Yeah, the whole different chips with different capabilities strikes me as a terrible long term idea. Hopefully, Nvidia regains its senses with Volta....

This is not atypical for market segmentation purposes. Intel's been doing this since the introduction of the Xeon.
 
That is 1) a poor analogy, and 2) Intel has zero competition.

How is it a poor analogy? They both make microprocessors, they just serve different markets for the most part. Are you telling me that one vendor disabling a feature in a particular SKU to push customers to a higher-margin SKU is abnormal, and that this is not precisely what NV is doing here? Also as you'll see I mentioned the Xeon, which was introduced in 1998. Intel did not have "zero competition" in 1998, particularly in the server market. In fact, Intel was the little fish in the big pond when it came to servers back then.
 
Are you telling me that one vendor disabling a feature in a particular SKU to push customers to a higher-margin SKU is abnormal, and that this is not precisely what NV is doing here?
That is not what I wrote, no. But if you desire to tilt at windmills, that is your business.
 
I'm trying to understand your statement. Do you wish to take part in a discussion?
No, you are not. If you were (genuinely), you would have asked a question not made a statement.

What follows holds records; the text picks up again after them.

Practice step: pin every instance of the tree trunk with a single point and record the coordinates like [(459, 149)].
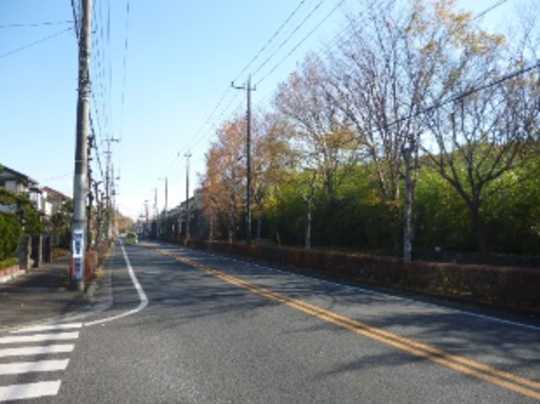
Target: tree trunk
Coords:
[(259, 228), (408, 225), (211, 232), (477, 228), (231, 227), (308, 227)]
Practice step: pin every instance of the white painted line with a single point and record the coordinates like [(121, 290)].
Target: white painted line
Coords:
[(20, 339), (52, 327), (418, 302), (29, 390), (142, 296), (36, 350), (18, 368), (7, 278)]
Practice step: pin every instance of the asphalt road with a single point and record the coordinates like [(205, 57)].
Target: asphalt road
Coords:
[(188, 327)]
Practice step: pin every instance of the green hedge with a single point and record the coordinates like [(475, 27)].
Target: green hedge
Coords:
[(7, 263), (10, 232), (507, 287)]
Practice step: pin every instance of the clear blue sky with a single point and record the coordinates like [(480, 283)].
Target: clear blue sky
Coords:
[(182, 55)]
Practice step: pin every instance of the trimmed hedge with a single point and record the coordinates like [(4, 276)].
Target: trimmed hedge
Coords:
[(8, 263), (10, 232), (505, 287)]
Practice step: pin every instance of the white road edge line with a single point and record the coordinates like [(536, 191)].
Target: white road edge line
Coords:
[(377, 293), (18, 368), (52, 327), (19, 339), (29, 390), (142, 296), (37, 350)]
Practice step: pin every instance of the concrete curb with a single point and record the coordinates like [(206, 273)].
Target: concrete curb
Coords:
[(9, 274)]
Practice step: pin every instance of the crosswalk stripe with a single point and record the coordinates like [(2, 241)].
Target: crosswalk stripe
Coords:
[(36, 350), (29, 390), (39, 337), (18, 368), (49, 327)]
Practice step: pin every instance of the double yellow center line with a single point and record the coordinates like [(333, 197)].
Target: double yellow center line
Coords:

Do you wish to take part in a discussion?
AFAICS, there is nothing to discuss. I made an observation. You disagree with it it. OK.
 
No, you are not. If you were (genuinely), you would have asked a question not made a statement.

ShaidarHaran said:
How is it a poor analogy?

ShaidarHaran said:
Are you telling me that one vendor disabling a feature in a particular SKU to push customers to a higher-margin SKU is abnormal, and that this is not precisely what NV is doing here?

By my count there are 2 question marks there.

AFAICS, there is nothing to discuss. I made an observation. You disagree with it it. OK.

If that's how you feel.
 
Do you see the question mark at the end of that line? It's in the source. I didn't add it just now.
Well, if you think about it...... That would obviously not be what I was referring to. Here...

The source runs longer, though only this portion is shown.